Tara Granger, 36, has worked as a nurse for two decades in Suffolk County, NY, and she and her two children have been vaccinated every year.
“Drugs are my life,” she says. “It’s what I learned in school.”
But she’s been questioning the promised upcoming vaccine for COVID-19, in large part because of what she’s witnessed firsthand about the financial incentives for vaccines.
“It scares me that I got so many free lunches and free dinners because I pushed the flu vaccine,” Granger says. “What am I going to get when I push a COVID vaccine?”
Granger got sick from the coronavirus earlier this summer and said she did “the opposite of what people said to do. I took my supplements and vitamins, and didn’t go to the hospital to be put on a ventilator and die. I was smart enough to say, ‘My immune system can fight this, I just have to find the right way to do it.’ ”
Her job will require her to recommend the COVID vaccine when it’s available, but Granger said she won’t personally be getting it.
“The vaccine isn’t something we need, even if it is safe,” she says. “People want an easy solution and they think this is it. But it isn’t.”
She’s not the only one with misgivings. A Pew Research poll from late September showed that about half of US adults (51 percent) wouldn’t get a COVID-19 vaccine if it was available today — a big drop from the 72 percent who said they’d get one back in May.
Complicating things even more: This past week, two major drug manufacturers halted their vaccine trials because of safety concerns.
It’s made matters all the more confusing for Rob Holmes, 50, of Marina del Rey, Calif., who said he gets an annual flu shot despite his wife’s reluctance. “I’m starting to think I’m the crazy one,” he tells The Post.
For the first time, he hasn’t gotten a flu shot, and he said he’s “still on the fence” about whether he’ll get a COVID vaccine when it becomes available.
Claudia Torres, a 28-year-old stay-at-home mom and blogger from Miami, feels the same. She said all of her kids are up-to-date on recommended vaccines. “I’m not an anti-vaxxer or think COVID-19 is a hoax,” she says. “But I just don’t want the COVID-19 vaccine.”
Even the rich and powerful are expressing doubt.
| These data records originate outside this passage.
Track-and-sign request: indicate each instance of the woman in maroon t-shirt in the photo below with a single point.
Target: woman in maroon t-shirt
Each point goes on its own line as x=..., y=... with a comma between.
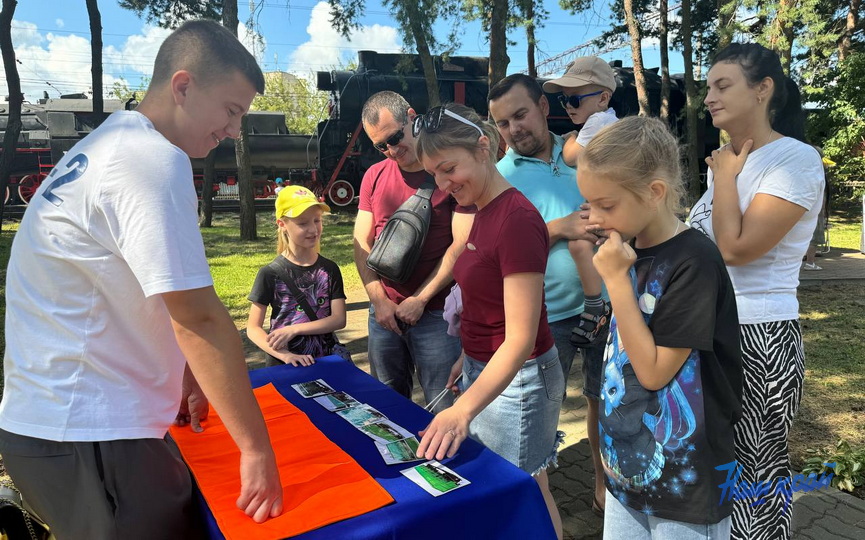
x=512, y=379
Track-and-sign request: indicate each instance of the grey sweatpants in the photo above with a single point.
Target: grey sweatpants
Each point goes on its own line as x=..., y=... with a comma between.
x=126, y=489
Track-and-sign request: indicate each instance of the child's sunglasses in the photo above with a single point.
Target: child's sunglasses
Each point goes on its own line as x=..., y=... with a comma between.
x=574, y=101
x=393, y=140
x=432, y=120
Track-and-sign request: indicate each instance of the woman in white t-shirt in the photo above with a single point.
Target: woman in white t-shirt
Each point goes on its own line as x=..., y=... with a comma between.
x=760, y=208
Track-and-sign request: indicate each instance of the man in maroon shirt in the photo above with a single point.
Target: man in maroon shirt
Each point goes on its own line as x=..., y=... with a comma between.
x=406, y=329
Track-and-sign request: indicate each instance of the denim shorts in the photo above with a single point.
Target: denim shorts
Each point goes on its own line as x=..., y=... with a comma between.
x=592, y=357
x=521, y=424
x=621, y=521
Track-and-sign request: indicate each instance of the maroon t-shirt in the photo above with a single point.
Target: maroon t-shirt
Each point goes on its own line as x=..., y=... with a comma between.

Elon Musk said in a podcast interview in late September that he won’t be getting a vaccine because he’s “not at risk for COVID, nor are my kids.”
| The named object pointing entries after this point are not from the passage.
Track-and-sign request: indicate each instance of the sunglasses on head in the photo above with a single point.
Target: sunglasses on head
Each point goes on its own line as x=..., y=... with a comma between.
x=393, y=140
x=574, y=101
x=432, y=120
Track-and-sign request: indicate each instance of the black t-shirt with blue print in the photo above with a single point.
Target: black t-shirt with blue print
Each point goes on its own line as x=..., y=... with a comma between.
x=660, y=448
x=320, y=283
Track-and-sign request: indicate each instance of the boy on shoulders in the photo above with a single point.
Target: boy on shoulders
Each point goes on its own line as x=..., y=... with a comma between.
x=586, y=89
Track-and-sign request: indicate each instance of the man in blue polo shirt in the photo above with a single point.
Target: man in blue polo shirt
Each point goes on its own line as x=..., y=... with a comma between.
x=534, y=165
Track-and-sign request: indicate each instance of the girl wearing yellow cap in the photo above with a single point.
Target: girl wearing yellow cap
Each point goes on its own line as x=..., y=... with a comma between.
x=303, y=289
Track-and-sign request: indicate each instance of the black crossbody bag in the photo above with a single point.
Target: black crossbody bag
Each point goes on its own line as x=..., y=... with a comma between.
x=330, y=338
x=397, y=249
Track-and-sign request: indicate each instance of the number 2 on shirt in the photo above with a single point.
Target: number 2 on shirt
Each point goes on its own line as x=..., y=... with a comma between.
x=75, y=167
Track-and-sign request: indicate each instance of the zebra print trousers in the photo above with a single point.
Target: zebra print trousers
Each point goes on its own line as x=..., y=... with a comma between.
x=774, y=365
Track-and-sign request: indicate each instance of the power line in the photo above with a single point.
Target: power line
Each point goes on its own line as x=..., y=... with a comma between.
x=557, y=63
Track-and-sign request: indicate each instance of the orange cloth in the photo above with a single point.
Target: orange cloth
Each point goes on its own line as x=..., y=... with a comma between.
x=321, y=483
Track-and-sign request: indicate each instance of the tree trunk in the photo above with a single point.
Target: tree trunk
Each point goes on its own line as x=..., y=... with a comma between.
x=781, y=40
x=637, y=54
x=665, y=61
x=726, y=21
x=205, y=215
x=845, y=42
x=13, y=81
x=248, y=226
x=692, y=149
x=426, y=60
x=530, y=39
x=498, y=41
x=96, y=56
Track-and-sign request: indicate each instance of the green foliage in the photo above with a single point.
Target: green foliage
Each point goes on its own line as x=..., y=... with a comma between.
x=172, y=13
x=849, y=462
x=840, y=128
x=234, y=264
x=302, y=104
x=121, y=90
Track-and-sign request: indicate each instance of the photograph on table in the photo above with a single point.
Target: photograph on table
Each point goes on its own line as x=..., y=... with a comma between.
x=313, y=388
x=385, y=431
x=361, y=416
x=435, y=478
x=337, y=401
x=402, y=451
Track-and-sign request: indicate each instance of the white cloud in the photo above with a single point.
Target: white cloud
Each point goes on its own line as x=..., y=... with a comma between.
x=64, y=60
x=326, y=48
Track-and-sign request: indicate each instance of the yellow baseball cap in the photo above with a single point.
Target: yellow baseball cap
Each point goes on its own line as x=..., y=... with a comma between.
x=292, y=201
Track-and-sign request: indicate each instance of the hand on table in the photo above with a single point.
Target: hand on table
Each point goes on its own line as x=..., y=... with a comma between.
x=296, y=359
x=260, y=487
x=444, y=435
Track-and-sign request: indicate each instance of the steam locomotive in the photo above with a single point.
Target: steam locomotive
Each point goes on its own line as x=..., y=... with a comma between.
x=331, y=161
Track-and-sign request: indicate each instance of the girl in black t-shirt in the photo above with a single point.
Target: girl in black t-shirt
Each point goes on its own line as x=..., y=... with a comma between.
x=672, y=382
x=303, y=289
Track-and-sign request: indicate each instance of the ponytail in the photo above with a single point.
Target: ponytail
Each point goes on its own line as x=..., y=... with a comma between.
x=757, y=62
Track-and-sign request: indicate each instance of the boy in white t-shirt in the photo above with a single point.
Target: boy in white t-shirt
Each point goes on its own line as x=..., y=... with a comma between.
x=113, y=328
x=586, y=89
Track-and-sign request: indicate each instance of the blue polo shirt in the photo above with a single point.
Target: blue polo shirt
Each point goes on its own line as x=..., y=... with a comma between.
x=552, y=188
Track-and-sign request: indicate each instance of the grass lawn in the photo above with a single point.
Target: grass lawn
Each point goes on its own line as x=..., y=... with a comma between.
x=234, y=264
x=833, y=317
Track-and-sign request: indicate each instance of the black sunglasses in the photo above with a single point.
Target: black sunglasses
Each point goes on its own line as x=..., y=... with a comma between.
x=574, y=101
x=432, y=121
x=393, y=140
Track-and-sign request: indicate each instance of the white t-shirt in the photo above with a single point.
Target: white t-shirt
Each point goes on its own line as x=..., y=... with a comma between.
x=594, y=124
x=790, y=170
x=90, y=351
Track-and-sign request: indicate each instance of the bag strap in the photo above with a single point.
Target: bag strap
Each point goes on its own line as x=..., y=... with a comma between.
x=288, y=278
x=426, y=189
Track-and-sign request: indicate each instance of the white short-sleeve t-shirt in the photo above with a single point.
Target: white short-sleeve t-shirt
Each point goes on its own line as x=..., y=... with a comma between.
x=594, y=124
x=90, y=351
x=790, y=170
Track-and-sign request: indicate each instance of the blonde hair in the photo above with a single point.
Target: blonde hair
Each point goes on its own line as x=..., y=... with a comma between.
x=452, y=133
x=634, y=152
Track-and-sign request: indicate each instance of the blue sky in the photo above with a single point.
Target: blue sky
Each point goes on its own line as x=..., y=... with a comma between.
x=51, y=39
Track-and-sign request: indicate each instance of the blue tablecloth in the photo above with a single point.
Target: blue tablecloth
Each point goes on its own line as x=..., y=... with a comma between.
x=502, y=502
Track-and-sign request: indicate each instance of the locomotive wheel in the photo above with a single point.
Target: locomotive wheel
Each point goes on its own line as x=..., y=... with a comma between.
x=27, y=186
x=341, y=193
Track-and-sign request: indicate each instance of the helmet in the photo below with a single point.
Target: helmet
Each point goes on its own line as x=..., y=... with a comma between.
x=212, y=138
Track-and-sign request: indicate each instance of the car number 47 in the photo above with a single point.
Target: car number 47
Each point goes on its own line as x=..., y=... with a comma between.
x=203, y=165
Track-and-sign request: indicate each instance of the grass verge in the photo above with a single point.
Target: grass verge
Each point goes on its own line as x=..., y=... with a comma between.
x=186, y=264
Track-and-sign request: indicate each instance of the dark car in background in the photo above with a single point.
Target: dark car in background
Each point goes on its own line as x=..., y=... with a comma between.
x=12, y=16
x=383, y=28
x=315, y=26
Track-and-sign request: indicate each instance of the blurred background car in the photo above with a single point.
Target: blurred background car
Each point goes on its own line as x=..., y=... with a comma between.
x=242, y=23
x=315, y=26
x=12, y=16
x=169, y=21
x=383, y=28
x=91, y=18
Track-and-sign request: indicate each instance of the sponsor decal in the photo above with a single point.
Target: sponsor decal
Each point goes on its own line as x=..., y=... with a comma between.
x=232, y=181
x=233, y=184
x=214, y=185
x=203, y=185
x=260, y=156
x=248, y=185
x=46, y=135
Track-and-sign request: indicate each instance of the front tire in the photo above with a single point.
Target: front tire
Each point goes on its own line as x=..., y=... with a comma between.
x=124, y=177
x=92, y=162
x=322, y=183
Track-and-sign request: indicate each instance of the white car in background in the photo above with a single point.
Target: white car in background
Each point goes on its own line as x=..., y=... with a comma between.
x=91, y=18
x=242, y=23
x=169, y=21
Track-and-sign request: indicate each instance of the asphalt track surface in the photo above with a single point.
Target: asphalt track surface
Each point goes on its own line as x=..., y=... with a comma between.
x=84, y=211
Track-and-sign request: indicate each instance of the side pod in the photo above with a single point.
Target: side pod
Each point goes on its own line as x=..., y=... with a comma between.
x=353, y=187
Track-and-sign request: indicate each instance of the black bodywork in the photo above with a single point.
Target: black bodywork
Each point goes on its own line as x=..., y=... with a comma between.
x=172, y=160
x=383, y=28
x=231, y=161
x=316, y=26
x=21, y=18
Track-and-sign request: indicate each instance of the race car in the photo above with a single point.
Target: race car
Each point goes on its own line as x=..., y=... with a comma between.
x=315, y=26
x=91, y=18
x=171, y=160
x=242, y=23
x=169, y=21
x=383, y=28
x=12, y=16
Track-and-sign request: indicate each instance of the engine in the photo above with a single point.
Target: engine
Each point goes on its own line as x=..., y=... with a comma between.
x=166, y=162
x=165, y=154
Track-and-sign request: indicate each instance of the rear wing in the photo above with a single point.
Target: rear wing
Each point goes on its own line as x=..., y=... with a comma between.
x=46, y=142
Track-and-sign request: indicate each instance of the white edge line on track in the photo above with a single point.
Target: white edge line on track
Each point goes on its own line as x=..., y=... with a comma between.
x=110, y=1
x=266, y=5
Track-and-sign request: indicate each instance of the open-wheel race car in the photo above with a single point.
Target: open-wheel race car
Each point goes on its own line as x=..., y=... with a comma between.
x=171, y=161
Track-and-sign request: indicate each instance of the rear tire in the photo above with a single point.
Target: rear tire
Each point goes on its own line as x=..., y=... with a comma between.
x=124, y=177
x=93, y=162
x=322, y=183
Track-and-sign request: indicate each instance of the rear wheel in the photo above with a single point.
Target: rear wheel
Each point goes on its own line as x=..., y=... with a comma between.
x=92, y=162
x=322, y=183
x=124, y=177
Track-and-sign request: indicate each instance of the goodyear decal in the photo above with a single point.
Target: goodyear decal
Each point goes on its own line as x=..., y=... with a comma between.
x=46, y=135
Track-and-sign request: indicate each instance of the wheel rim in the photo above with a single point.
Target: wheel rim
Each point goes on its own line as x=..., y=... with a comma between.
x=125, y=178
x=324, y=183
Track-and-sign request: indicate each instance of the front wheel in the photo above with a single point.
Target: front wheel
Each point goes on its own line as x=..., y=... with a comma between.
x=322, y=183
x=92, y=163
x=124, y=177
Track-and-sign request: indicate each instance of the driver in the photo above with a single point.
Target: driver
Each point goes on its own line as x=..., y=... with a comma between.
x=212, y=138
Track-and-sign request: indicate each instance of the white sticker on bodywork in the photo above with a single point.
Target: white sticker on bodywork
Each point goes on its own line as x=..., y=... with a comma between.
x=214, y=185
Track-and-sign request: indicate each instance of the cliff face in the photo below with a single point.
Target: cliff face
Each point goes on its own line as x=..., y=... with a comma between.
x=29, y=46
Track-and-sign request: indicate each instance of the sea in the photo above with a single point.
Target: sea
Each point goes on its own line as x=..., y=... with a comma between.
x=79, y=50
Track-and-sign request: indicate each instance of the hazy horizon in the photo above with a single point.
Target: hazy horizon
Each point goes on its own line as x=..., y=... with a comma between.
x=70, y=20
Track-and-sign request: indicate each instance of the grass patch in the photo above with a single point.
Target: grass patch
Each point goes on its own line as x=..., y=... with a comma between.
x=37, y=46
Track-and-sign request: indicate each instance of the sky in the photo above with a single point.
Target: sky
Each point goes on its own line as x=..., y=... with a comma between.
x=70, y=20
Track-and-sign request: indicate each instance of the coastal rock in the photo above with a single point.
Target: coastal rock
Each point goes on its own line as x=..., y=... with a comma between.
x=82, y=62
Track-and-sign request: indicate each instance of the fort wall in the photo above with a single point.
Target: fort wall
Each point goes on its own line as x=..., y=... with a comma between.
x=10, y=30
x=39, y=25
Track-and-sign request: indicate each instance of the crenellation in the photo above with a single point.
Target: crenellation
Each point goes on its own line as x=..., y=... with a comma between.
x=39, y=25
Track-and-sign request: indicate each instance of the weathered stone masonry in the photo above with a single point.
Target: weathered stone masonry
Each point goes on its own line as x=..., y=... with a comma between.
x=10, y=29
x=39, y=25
The anti-vax movement is nothing new — in 2019, the World Health Organization listed “vaccine hesitancy” as one of the top-ten threats to global health — but the growing distrust of a vaccine that, at this point, is only hypothetical is a rare cultural phenomenon.
Scott Ratzan, a physician and medical misinformation expert at the City University of New York and Columbia University, says anti-COVID vaccine sentiment is the result of “a massive assault on trust in government, in science and in public-health authorities.”
The misinformation has mostly been spread online, thanks to social media and the controversial documentary “Plandemic,” in which discredited virologist Judy Mikovits claims a hypothetical COVID vaccine would “kill millions.”
“Throw in QAnon and people’s increasing impatience with the effect of the disease on their lives and livelihoods, and you have fertile ground to sow anti-science propaganda,” says Ratzan. “It’s been like manna from heaven for hardcore anti-vaxxers.”
The usual anti-vax tropes — religious objections, concerns that vaccines cause autism — aren’t behind most COVID-19 vaccine concerns. According to an August survey from STAT and the Harris Poll, 78 percent of Americans are worried that a COVID-19 vaccine is being influenced more by politics than science.
It’s a largely bipartisan opinion: 72 percent of Republicans and 82 percent of Democrats don’t trust a vaccine pushed by politicians, regardless of their party affiliation.